By Harry Callahan
Special to The Daily Bellwether
CINCINNATI (TDB) -- On most professional sports teams, three years of futility is usually enough for owners to throw in the towel and dump their managers. Not so in Corporate America. CEOs stay put for years and years even as their products disappoint, their service stinks, their business fortunes tank and their stock prices plunge. Just look at Joel Gemunder, CEO of Omnicare in Covington. Over nearly 30 years, Gemunder built Omnicare into the nation's biggest supplier of meds to nursing home patients, but he lost his Midas touch quite a long time ago. Omnicare's stock was worth $62.50 a share toward the end of 2005. It closed Tuesday at $25. Investors unlucky to have held it all that time lost 60 percent of their money.

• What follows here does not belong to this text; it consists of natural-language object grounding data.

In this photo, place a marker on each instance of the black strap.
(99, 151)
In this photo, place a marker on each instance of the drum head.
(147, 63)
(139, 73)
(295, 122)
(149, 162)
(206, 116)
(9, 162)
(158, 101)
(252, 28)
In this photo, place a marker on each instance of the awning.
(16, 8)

How refreshing it is, then, to see another local corporation demonstrate that the buck truly stops on the desk of the CEO. Convergys Corp.'s stock traded for $26.38 when David Dougherty was promoted to CEO on April 17, 2007. Convergys is a major player in doing mundane, so-called "back office" functions like payroll and customer service for client companies, and Dougherty made out as its boss, earning $10 million in compensation between 2006 and 2008. But Convergys was stinking up the place, reporting net losses of $155 million over a 21-month span, even as rival Genpact was making money. The stock was languishing below $11 on Tuesday. The next morning, Dougherty went from CEO to mere consultant, if not an undoubtedly well-paid one. We'll know soon how big a sendoff gift he got.
One has to wonder how impatient shareholders of other big corporations have gotten with their underwhelming CEOs, like Omnicare and Cintas Corp. Cintas shares were worth $35.31 the day Scott Farmer took the CEO reins from his dad Phil Farmer. Going on seven years later, the uniform and industrial sundries maker's stock trades for less than $25, a drop of 30 percent. And that's through good times and bad.